LE TRE MOSSE DI GUIADÒ PER ABBATTERE MADURO

Il presidente dell'Assemblea generale ha insistito su quello che lui definisce un «programma di restituzione della democrazia» in tre punti: la «fine dell'usurpazione», intesa come la presidenza considerata illegittima di Maduro; la creazione di un esecutivo di transizione e il ritorno d'urgenza alle urne con garanzie democratiche. Per ottenere tutto questo, ha spiegato, è necessario riattivare la protesta di piazza, con cortei tra il 26 e 27 gennaio e un'iniziativa più importante la settimana prossima, ed aumentare la pressione internazionale su Maduro. Guaidò ha ringraziato i molti paesi che lo hanno già riconosciuto, assicurando che ben presto saranno di più. Dal Brasile, uno dei primi Paesi a farlo, è arrivata anche la proposta di un salvacondotto per consentire a Maduro e ai suoi di lasciare il Venezuela.
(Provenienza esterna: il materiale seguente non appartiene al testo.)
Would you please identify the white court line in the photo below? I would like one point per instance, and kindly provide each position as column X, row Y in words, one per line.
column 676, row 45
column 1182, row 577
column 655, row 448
MADURO APRE SOLO ALLA MEDIAZIONE DI MESSICO E URUGUAY

Dal Palazzo di Miraflores, il presidente in pectore si è mostrato inflessibile, ribadendo che il suo governo è vittima di un «golpe» orchestrato da mesi dal governo degli Usa, spiegando anche che in Guaidó in realtà è un «agente dei gringos» americani. L'erede di Chavez ha ripetuto che è disposto ad accettare la proposta di mediazione con l'opposizione fatta da Messico e Uruguay e si è detto «molto compiaciuto» dal fatto che gli Usa abbiano chiesto una sessione del Consiglio di Sicurezza Onu per discutere della crisi in Venezuela che si terrà il 26. «Questo servirà a far capire al mondo quale è la verità!», ha assicurato il presidente, che ha anche annunciato manovre speciali per garantire che la popolazione venezuelana sia pronta in caso di un intervento militare americano. Nel frattempo, dal Messico il presidente Andres Manuel Lopez Obrador ha ribadito che il suo paese è disposto a sponsorizzare un dialogo se le parti lo richiedono. Ma Guaidò ha già respinto la proposta: «Non partecipo a dialoghi inutili e dilatori», ha detto.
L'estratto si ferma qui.